Lundi 7 avril encore, plusieurs positions des FSR situées autour d'El-Fasher ont ainsi été visées. L'attaque a débouché sur un lourd bilan : neuf morts et cinq véhicules pulvérisés chez les paramilitaires dont un convoi en provenance de Nyala a également été pris pour cible par l'aviation soudanaise. Le raid aurait fait des dizaines de morts selon un communiqué de l'armée qui affirme que ceux qui ont pu s'échapper ont fui vers le sud en « laissant derrière eux les morts et les blessés ».
En représailles, les FSR ont, de leur côté, violemment bombardé des habitations situées à l'ouest d'El-Facher ainsi que dans le camp de déplacés d'Abou Chouk. Selon le réseau Médecins du Soudan, l'assaut aurait fait une dizaine de morts parmi les civils, dont quatre enfants.
« Les gens affrontent le danger d'une mort à petit feu en l'absence de toute forme d'aide humanitaire »
C'est dans ce contexte que le porte-parole du gouvernement soudanais a appelé l'ONU à intervenir pour « sauver les vies des habitants d'El-Facher et des localités voisines », insistant sur la nécessité de briser le blocus dont la ville est victime depuis près d'un an : « Des avions et des véhicules doivent oeuvrer sous l'ordre de l'ONU pour sauver la vie des habitants », a-t-il encore déclaré. Dans son intervention, celui-ci a enfin demandé aux Nations unies de recenser l'ensemble des crimes commis par les FSR à El-Fasher où la situation humanitaire ne cesse, par ailleurs, de se dégrader.

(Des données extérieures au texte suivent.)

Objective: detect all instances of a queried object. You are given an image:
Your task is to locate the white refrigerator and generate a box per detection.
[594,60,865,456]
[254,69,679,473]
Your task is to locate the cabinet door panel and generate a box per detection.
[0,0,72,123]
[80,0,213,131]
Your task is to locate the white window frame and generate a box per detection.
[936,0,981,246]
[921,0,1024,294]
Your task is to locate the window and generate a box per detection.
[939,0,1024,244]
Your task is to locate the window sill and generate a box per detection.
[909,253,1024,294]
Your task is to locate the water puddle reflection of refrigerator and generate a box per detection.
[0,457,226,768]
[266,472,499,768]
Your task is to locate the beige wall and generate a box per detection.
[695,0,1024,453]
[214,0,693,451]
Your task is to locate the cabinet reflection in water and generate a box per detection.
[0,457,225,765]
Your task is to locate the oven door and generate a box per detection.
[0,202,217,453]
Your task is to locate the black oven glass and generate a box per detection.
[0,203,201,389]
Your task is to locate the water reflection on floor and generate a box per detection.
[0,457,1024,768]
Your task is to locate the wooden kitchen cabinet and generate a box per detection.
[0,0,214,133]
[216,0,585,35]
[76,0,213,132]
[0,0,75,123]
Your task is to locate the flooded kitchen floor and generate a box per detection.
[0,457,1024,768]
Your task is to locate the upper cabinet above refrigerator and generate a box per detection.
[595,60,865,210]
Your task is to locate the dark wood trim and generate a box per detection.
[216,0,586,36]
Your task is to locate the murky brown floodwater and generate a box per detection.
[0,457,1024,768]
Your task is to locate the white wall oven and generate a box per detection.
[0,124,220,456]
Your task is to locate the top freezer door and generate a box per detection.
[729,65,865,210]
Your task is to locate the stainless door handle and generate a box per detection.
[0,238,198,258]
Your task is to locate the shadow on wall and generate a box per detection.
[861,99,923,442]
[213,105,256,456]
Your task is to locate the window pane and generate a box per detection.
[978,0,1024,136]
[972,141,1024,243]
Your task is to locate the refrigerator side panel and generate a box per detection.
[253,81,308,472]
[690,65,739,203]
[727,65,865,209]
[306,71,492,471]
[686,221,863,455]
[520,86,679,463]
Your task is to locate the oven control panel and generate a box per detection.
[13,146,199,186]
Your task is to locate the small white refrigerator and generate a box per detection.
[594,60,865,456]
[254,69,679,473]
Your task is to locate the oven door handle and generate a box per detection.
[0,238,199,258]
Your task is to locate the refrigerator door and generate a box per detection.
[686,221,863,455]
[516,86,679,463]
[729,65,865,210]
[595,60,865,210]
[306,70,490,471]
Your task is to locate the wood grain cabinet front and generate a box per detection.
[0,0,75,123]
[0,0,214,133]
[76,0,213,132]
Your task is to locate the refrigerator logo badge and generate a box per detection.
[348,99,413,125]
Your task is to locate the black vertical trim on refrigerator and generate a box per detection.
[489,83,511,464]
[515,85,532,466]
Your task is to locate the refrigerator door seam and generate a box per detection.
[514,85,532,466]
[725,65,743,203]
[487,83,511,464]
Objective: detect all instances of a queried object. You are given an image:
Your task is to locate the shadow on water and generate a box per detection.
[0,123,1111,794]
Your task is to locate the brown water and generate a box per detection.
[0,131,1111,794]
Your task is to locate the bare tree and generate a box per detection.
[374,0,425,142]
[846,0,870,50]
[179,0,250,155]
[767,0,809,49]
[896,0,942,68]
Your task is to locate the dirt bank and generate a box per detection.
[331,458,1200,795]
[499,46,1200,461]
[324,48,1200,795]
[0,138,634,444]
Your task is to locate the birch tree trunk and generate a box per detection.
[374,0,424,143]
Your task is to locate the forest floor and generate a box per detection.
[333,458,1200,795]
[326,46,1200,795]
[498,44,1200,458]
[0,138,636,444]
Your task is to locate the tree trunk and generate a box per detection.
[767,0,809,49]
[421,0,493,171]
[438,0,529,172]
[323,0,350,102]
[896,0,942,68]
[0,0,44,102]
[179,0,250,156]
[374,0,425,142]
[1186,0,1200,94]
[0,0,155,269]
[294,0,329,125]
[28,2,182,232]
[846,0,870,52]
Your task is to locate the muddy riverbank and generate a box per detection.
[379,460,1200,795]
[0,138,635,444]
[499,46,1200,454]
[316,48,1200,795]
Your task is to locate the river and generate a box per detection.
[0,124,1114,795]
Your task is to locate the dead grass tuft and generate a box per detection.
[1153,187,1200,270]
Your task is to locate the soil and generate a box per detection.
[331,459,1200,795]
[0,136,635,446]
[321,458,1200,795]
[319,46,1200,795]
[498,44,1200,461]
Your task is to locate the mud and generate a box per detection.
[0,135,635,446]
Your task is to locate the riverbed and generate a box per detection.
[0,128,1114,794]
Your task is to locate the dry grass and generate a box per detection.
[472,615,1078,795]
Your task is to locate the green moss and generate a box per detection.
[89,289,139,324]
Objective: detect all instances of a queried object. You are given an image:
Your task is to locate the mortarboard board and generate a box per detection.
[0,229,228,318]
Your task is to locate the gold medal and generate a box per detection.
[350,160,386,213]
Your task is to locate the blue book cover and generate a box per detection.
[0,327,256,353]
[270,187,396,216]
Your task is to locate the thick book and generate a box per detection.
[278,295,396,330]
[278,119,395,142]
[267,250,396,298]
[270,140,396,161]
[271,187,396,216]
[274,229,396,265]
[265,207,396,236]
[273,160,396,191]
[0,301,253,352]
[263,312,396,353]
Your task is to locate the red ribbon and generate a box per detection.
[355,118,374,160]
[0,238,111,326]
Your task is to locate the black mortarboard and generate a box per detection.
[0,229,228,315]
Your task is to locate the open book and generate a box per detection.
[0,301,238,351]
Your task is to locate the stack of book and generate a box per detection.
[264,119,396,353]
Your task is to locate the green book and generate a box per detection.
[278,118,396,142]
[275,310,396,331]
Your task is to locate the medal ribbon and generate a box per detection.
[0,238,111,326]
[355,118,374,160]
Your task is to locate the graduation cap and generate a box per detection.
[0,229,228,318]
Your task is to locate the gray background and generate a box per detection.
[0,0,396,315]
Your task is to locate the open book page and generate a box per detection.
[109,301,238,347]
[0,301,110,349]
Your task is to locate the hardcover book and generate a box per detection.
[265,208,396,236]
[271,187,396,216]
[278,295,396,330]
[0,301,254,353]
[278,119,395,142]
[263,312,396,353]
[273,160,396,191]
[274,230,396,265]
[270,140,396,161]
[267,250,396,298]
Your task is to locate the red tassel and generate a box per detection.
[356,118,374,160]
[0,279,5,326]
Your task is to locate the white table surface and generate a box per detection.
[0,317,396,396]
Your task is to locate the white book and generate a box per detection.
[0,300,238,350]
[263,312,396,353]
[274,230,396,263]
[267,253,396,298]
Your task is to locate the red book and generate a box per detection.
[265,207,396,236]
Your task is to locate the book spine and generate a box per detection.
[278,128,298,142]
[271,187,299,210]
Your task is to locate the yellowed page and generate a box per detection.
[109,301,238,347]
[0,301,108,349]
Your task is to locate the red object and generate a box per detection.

Selon la Coordination des camps de réfugiés et de déplacés soudanais au Darfour, elle est même « pire que jamais » dans les trois camps de déplacés qui entourent la capitale du Darfour du Nord : ceux de Zamzam, d'Abou Chouk et d'Assalam, où l'ONG a lancé lundi un appel urgent au cessez-le-feu compte tenu d'« une situation sans précédent ». « Les aides n'arrivent plus aux déplacés », confie ainsi son porte-parole, Adam Reggal, selon qui « la vie sur place s'est complètement arrêtée. Les gens affrontent le danger d'une mort à petit feu en l'absence de toute forme d'aide humanitaire », poursuit celui-ci.

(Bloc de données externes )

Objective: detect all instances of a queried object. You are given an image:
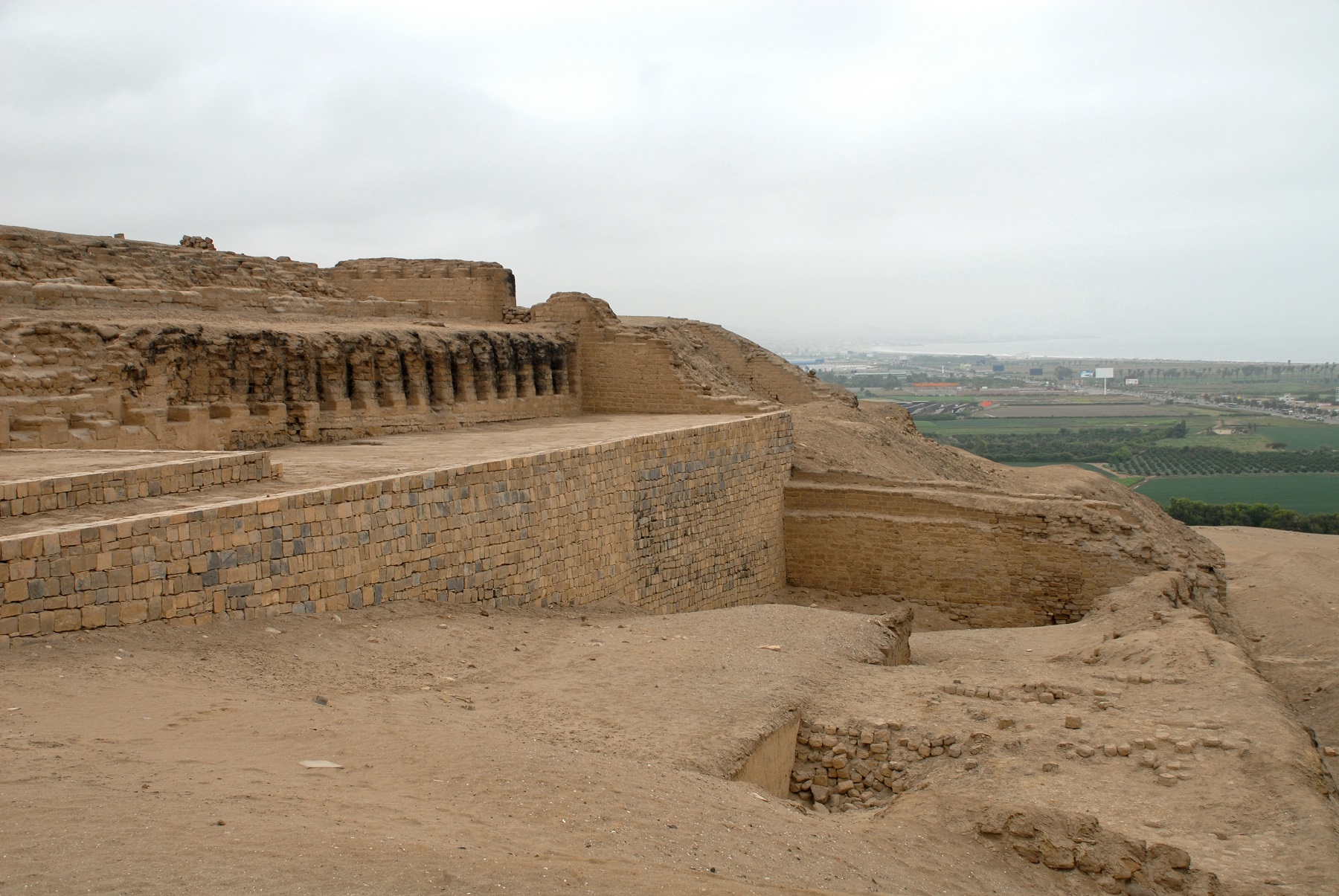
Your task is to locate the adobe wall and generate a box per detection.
[321,259,516,323]
[0,319,581,450]
[785,481,1152,627]
[530,292,780,414]
[0,414,791,645]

Dans un communiqué, la Coordination précise que, dans les trois camps, les marchés sont presque vides et que leurs habitants sont confrontés à la famine, aux maladies et au manque d'eau potable alors qu'ils vivent sous des bombardements permanents. Si, compte tenu de cette situation, l'immense majorité souhaiterait fuir, la plupart ne le peuvent pas faute de voiture et de carburant même si, selon l'OMS, 530 familles ont malgré tout réussi à quitter le camp d'Abou Chouk ce lundi.
Un plan des FSR pour déplacer les habitants d'El-Fasher ?

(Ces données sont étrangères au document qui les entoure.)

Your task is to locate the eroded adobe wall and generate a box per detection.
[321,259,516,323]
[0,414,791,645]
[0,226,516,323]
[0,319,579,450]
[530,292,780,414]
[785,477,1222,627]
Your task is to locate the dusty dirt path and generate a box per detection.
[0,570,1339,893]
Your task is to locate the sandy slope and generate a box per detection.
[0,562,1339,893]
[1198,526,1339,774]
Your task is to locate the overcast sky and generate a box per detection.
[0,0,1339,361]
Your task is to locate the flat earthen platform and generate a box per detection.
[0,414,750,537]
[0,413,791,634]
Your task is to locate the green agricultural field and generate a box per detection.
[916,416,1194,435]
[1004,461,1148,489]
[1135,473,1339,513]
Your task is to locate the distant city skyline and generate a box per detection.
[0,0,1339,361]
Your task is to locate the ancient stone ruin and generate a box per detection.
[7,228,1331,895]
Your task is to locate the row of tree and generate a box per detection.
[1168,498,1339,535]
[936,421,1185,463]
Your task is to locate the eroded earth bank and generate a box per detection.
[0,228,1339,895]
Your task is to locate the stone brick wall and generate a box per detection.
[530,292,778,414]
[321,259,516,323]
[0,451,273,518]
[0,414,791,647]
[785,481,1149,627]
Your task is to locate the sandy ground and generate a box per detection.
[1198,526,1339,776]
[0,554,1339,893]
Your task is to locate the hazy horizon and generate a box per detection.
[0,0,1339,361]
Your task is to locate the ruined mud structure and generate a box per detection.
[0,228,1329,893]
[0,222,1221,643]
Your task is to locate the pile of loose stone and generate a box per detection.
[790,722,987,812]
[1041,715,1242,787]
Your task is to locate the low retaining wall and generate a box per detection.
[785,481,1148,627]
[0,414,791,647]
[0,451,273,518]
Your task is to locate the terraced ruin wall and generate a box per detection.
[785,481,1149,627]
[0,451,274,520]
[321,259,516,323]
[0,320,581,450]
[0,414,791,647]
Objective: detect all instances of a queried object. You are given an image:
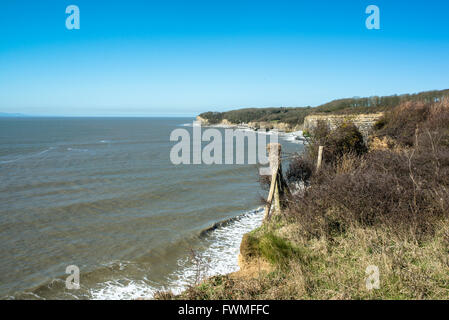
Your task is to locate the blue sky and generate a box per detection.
[0,0,449,115]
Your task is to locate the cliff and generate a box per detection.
[304,112,384,138]
[196,116,302,132]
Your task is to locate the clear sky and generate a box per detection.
[0,0,449,115]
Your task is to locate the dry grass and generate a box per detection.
[155,100,449,299]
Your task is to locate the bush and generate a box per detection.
[290,100,449,240]
[307,121,368,164]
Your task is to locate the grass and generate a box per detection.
[156,100,449,299]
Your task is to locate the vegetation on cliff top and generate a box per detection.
[200,89,449,126]
[157,99,449,299]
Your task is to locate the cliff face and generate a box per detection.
[304,112,383,137]
[196,116,302,132]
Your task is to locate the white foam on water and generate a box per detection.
[89,208,263,300]
[0,147,55,164]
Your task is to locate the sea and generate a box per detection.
[0,117,304,300]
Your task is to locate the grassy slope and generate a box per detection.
[157,100,449,299]
[200,89,449,125]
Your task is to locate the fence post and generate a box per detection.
[265,143,290,220]
[316,146,323,172]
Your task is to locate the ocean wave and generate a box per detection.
[0,147,55,164]
[86,208,263,300]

Déjà assiégés par les FSR, les habitants d'El-Fasher sont, quant à eux, confrontés à une autre pression, en l'occurence celle des formations militaires membres de l'Alliance fondatrice pour le Soudan créée par la famille Daglo et ses alliés au mois de février dernier à Nairobi. Ces dernières n'ont effectivement de cesse de les enjoindre à quitter la cité : « Ne soyez pas le bouclier humain de l'armée, votre sécurité n'est pas garantie en ville », peut-on lire par exemple sur un communiqué qui circule à El-Fasher et dont l'objectif est de pousser les gens à fuir « afin de préserver leur vie ».
Face à cela, le gouverneur du Darfour, Minni Minnawi, dénonce lui l'existence d'un plan mis au point par les FSR et leurs milices pour vider la ville ainsi que le camp de Zamzam de leurs habitants. Selon lui, des voitures de location seraient ainsi mises à disposition des personnes qui souhaiteraient s'en aller. Appelant les habitants à ne pas céder, il affirme que cette offre viserait en fait à capturer les personnes intéressées et à piller leurs biens comme cela s'est déjà vu ailleurs dans le pays.